A ESTAS ALTURAS DE AGOSTO deberíamos estar inmersos en el verano profundo. Ese que se caracteriza por las calles semidesiertas de las ciudades no costeras, una escasa circulación en las calzadas y ausencia de declaraciones políticas. Parece, en cambio, que el estío actual no está por tal labor. El tráfico sigue igual -o casi-, continúa el ajetreo en las aceras y hay mandatarios, o al menos cargos públicos más o menos apañados, que persisten en manifestaciones de saldo; afirmaciones increíbles hasta para ellos mismos que, sin embargo, cuelan con cierto éxito en el vacío de los días caniculares. Políticos como Ángel Llanos, sin ir más lejos. Un muchacho inquieto y afanoso, nadie lo niega, pero proclive a no entender que Ricardo Melchior lo hizo consejero de Relaciones Institucionales para que estuviera tranquilo y callado. Bueno, y para algo más. Veamos.
Con frecuencia, la aritmética de los votos no es tan sencilla como parece. A Zerolo le bastan catorce concejales para tener mayoría absoluta en el Ayuntamiento de Santa Cruz. Pero limitarse a tan exiguo guarismo le hubiese supuesto vivir cuatro años bajo la espada de Damocles. No sólo porque se ponga enfermo, casualmente o no tanto, un concejal cuando se va a votar algo trascendental. Un quórum basado en la ajustada mitad más uno crea, en el mejor de los casos, demasiadas tentaciones incluso dentro del propio grupo. Alguien puede ponerse tonto, pedir un capricho y echarse al monte si se lo niegan. No obstante, si a los concejales propios se añaden los cinco del PP, cualquiera lo piensa dos veces antes de intentar la baladronada. Miguel Zerolo fue consciente de su talón de Aquiles cuando el escrutinio de votos se aproximaba al cien por cien, y no pasaba de los catorce ediles. Desde esta perspectiva, la real, el pacto que le ofreció al PP tenía poco de generosidad integradora y mucho de interés para sí mismo.

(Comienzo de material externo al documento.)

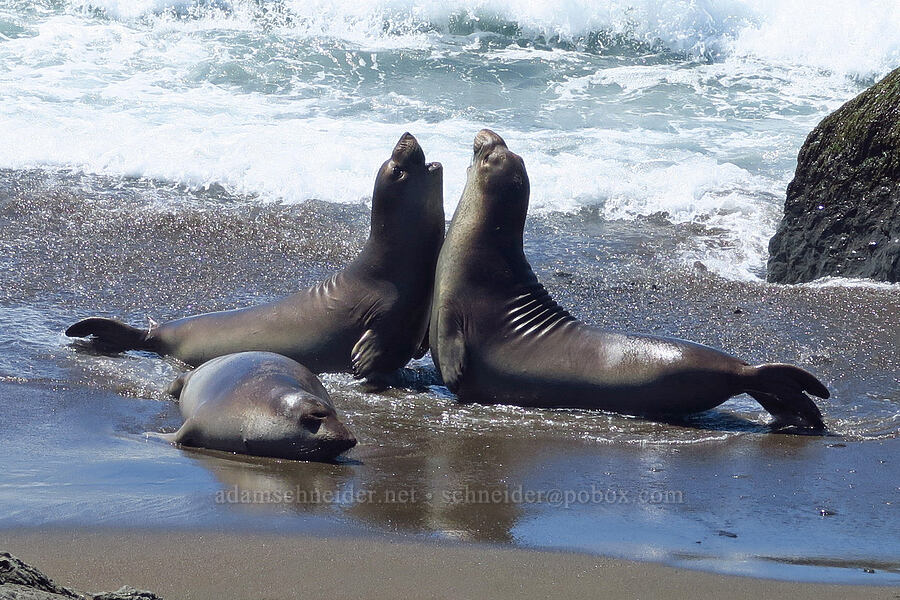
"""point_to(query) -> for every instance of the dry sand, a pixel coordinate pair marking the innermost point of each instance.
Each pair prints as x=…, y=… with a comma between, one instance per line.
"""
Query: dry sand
x=221, y=566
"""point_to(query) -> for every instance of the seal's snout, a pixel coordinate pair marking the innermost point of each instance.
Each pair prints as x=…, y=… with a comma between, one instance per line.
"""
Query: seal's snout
x=407, y=152
x=486, y=140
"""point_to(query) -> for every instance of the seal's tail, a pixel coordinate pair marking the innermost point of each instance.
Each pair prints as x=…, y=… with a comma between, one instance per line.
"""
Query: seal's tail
x=780, y=389
x=109, y=334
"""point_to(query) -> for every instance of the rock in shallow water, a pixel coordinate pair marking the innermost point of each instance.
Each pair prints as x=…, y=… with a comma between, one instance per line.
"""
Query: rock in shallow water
x=842, y=214
x=20, y=581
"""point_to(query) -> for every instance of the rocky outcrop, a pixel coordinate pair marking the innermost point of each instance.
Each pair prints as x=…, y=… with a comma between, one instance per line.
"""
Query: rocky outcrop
x=20, y=581
x=842, y=214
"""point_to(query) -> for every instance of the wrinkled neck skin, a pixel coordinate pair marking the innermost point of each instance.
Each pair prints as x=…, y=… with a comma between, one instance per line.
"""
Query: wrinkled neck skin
x=492, y=228
x=405, y=237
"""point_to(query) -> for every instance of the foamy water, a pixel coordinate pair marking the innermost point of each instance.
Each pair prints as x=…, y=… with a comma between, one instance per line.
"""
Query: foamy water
x=693, y=109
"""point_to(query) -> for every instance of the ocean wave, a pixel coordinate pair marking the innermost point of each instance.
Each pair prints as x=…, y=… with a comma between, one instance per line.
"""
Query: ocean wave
x=858, y=38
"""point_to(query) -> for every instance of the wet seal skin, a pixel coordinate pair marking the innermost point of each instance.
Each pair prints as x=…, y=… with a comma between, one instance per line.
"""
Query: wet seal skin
x=498, y=337
x=258, y=403
x=369, y=318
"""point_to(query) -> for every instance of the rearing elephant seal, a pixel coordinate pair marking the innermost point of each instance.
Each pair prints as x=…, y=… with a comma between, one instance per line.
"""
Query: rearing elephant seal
x=498, y=337
x=370, y=318
x=258, y=403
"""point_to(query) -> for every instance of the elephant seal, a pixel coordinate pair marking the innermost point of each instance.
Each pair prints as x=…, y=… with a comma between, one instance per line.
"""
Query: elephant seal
x=258, y=403
x=498, y=337
x=370, y=318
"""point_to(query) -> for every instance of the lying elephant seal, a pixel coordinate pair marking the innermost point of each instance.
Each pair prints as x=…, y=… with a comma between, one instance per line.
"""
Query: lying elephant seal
x=258, y=403
x=498, y=337
x=369, y=318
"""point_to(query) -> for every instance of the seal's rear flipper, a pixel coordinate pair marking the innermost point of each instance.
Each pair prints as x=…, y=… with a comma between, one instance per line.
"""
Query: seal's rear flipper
x=109, y=334
x=366, y=354
x=182, y=436
x=780, y=390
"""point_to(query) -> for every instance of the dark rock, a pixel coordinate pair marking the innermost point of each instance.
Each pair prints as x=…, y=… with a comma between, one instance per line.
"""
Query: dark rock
x=127, y=593
x=842, y=214
x=15, y=572
x=19, y=581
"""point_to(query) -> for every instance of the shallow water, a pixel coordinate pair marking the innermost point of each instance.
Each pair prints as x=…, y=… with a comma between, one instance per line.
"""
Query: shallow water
x=716, y=491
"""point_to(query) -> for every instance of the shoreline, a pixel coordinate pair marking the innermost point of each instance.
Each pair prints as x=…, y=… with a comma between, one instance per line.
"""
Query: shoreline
x=175, y=565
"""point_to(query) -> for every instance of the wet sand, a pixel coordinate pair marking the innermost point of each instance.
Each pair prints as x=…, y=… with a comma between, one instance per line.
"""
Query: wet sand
x=215, y=565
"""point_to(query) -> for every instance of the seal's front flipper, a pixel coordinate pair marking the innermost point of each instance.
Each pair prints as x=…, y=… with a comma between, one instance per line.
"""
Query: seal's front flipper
x=184, y=434
x=424, y=345
x=452, y=362
x=109, y=334
x=166, y=437
x=780, y=390
x=365, y=355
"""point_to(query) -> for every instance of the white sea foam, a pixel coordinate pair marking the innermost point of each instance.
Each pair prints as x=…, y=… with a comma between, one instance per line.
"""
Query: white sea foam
x=304, y=99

La situación del Ayuntamiento santacrucero se reproduce con exactitud en el Cabildo tinerfeño. Melchior podía gobernar con quince consejeros, eso es evidente, pero expuesto igualmente a la precariedad sobrevenida. Descartado, en aquel ya un tanto lejano 2003, cualquier apoyo del PSOE, los cuatro miembros del PP en la Corporación le venían muy bien. Motivo suficiente para encomendarle a Llanos la importantísima gestión de las Relaciones Institucionales, y facilitarle algunos dinerillos para que haga encuestas y se entretenga.
El asunto hubiera funcionado los cuatro años, pero Adán Martín expulsó a los populares de su Gobierno, y claro? La primera reacción de Cristina Tavío fue romper con Zerolo y Melchior. De hecho, la decisión estaba casi tomada. A Ángel Llanos se le hizo un nudo en la garganta. ¿Qué sería de él sin sueldo, secretaria y hasta viajes a Bruselas? Tan laborioso como inasequible al desánimo, reviró la situación a golpe de teléfono. Pocas horas después, el PP tinerfeño estaba convencido de que sin el apoyo que le daban a CC en la Corporación insular y el Ayuntamiento capitalino, la Isla sería un caos y Santa Cruz el mayor desastre. Así fue como los populares perdieron la dignidad y Llanos conservó su sueldo. Ahora, acaso pensando que en agosto nadie se iba a enterar, declara que nunca se han planteado romper con CC en Tenerife. Si él lo dice, supongo que será verdad. Pero no me lo creo.